Mais les données de Morningstar ont montré 2,1 milliards d'euros d'entrées de fonds dans le secteur européen de l'énergie cette année, tandis que les actions d'une poignée de sociétés européennes de défense ont atteint des rendements à deux chiffres depuis le début de la guerre.

Graphique : Actions de la défense européenne :

L'Allemagne et la Suède ont déclaré qu'elles prévoyaient d'augmenter fortement les dépenses de défense pour atteindre environ 2 % de leur production économique.

BofA estime à 200 milliards d'euros (218,08 milliards de dollars) l'augmentation des dépenses annuelles dans le secteur si tous les pays européens s'engageaient à consacrer 2 % de leur produit intérieur brut à la défense.

Les actions liées aux matières premières ainsi que les actions financières ont été les secteurs préférés depuis le début de la guerre, avec la flambée des prix du pétrole et des autres matières premières. Les soins de santé reviennent en vogue pour leurs caractéristiques défensives.

Graphique : Les secteurs européens en 2022 :

"LOIN DE CES INDICES"

Lale Akoner, stratégiste de marché senior chez BNY Mellon Investment Management, a déclaré que ses meilleurs choix sont le FTSE 100 de Londres, riche en matières premières, et l'indice norvégien. Elle évite le Dax allemand, pour sa forte exposition à l'énergie russe.

"Ce que je dis aux clients, c'est qu'il faut ... comprendre les nuances pour savoir quel pays est le plus dépendant du gaz naturel et de l'approvisionnement énergétique de la Russie", a-t-elle déclaré. "Donc, éloignez-vous de ces indices".

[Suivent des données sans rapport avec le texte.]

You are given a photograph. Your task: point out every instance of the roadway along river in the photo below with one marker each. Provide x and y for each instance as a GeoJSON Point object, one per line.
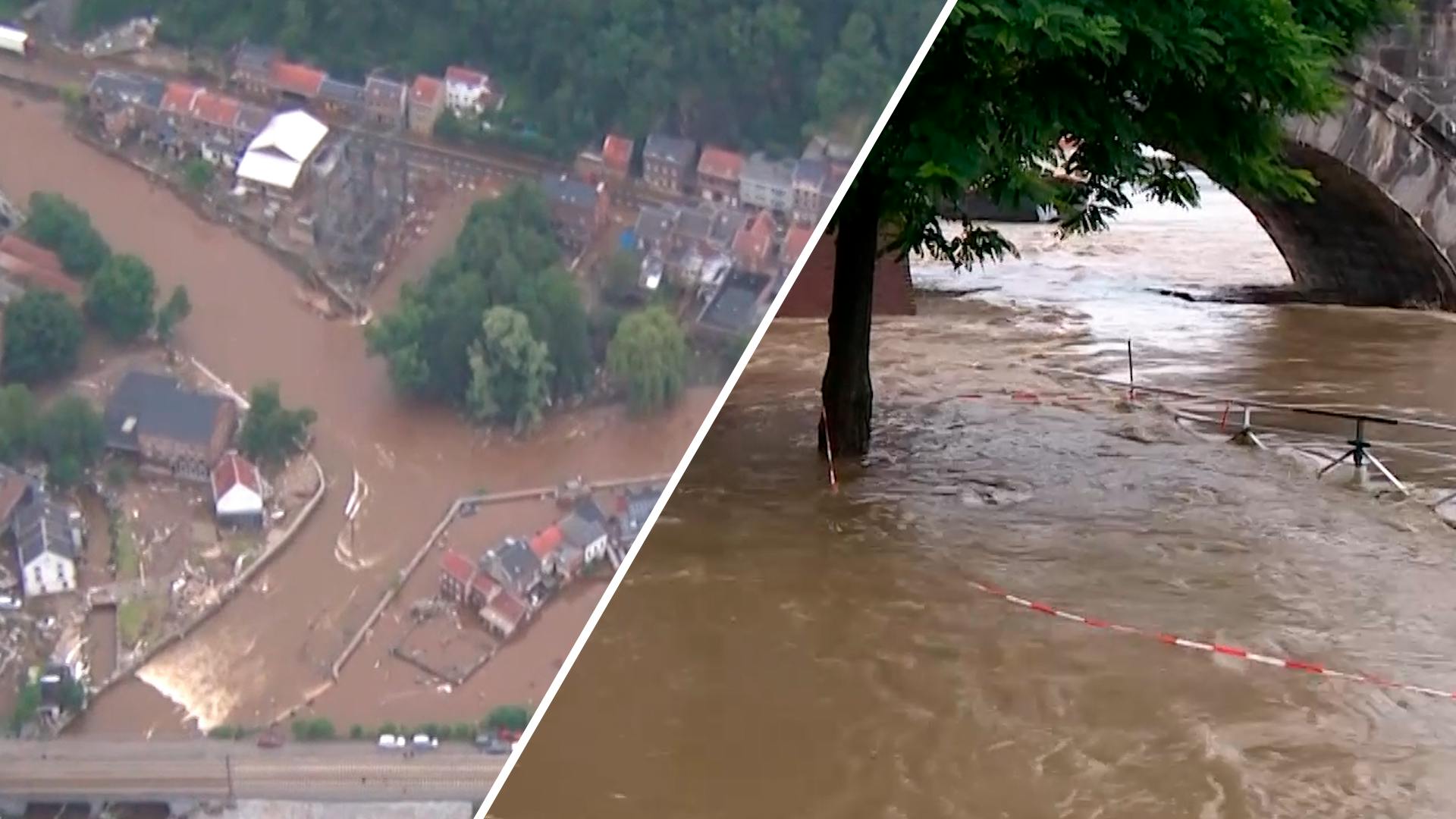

Le secteur européen de l'énergie suscite beaucoup d'intérêt de la part des investisseurs. Le plan REPowerEU devrait être positif pour les acteurs du secteur des énergies renouvelables comme RWE, Orsted et EDP Renovveis.

Les plans visant à accélérer le développement des approvisionnements alternatifs en gaz et du GNL auront besoin d'infrastructures de soutien, ce qui pourrait mettre E.ON, Italgas, Snam, Terna, Red Elctrica et Enags dans la ligne de mire pour le développement potentiel de réseaux.

"Ce qui s'est passé en Russie et en Ukraine signifie tout d'un coup que la transition énergétique des combustibles fossiles vers des alternatives plus renouvelables n'est désormais plus seulement une question environnementale, mais aussi une question de sécurité", a déclaré M. Jones d'Invesco.